= Evelyn St. Croix Fleming =

English socialite; mother of Ian Fleming (1885–1964)

Evelyn "Eve" Beatrice Sainte Croix Fleming ( Rose; 10 January 1885 – 27 July 1964) was an English socialite known for her flamboyant beauty and being the mother of writer Ian Fleming, creator of the James Bond franchise.

==Life==
St. Croix Fleming was born in Kensington, London, on 10 January 1885. Her father was George Alfred Sainte Croix Rose (31 January 1854 – 14 February 1926), a captain in the service of the Royal Buckinghamshire Militia (King's Own) and Justice of the Peace (J. P.) for Berkshire, who was the son of solicitor Sir Philip Rose, 1st Baronet and Margaretta Ranking. Her mother was Beatrice Quain (1857 – 4 January 1911), the daughter of physician Sir Richard Quain, 1st Baronet. Further back in her ancestry, St. Croix Fleming was of Irish, Scottish and French Huguenot descent.
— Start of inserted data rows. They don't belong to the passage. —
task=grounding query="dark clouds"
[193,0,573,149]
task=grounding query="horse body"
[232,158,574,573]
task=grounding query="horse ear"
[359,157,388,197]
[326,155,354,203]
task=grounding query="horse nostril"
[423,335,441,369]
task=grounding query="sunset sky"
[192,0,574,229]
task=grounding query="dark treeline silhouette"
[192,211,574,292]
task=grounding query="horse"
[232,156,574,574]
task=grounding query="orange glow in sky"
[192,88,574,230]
On 15 February 1906, she married Conservative politician Valentine Fleming (17 February 1882 – 20 May 1917). Her husband's father settled a quarter of a million pounds on him when they married. By her marriage, she was the mother of four sons: adventurer and travel writer Peter Fleming, author Ian Fleming, Richard Fleming and Michael Fleming. Eve was also the grandmother of actress Lucy Fleming. The family lived in Mayfair in London.

St. Croix Fleming's husband was killed in action by shellfire during World War I in Picardy, France. His obituary in The Times was written by his close friend Winston Churchill.
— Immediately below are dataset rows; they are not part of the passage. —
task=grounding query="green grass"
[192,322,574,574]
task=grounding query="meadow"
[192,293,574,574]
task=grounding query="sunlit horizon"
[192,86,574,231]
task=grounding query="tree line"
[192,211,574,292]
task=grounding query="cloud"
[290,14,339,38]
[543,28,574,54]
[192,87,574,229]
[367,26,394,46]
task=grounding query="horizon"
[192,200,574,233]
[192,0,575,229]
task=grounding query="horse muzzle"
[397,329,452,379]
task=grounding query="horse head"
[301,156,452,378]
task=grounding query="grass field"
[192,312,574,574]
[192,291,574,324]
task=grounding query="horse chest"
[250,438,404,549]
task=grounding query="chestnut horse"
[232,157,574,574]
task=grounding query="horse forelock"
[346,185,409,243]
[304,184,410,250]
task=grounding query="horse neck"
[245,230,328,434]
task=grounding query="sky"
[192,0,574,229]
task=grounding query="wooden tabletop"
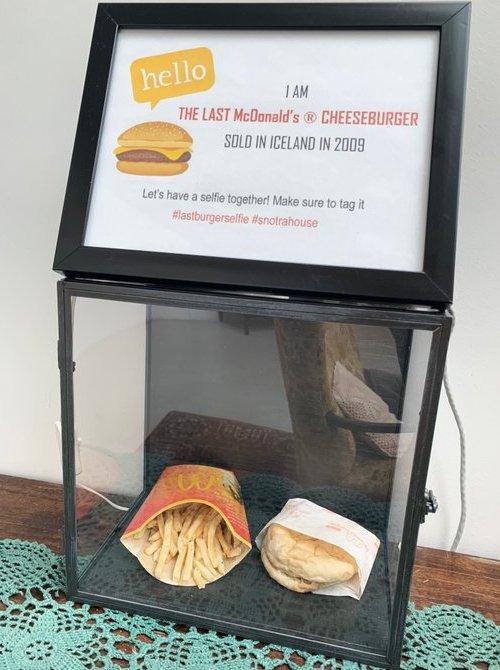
[0,475,500,623]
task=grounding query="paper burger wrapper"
[255,498,380,600]
[120,465,252,586]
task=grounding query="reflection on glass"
[74,299,431,653]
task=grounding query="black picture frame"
[53,2,470,305]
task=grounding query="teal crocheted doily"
[0,540,500,670]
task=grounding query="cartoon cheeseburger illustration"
[113,121,193,177]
After her husband's death, St. Croix Fleming inherited his large estate in trust, making her very wealthy. However, the conditions of the money in trust transferred it to others should she ever remarry. St. Croix Fleming became the mistress of painter Augustus John, with whom she had a daughter, the cellist Amaryllis Fleming, born in 1926. She later lived with Henry Paulet, 16th Marquess of Winchester, caring for him in Monte Carlo until his death, in 1962.

During the 1940s and 1950s, St. Croix Fleming resided at The Abbey, Sutton Courtenay. She died on 27 July 1964, only two weeks before the death of her son Ian.

==In popular culture==
St. Croix Fleming's nickname from her son Ian was M, and Ian may have used his relationship with her as model for M, fictional head of Head of the Secret Intelligence Service and James Bond's boss.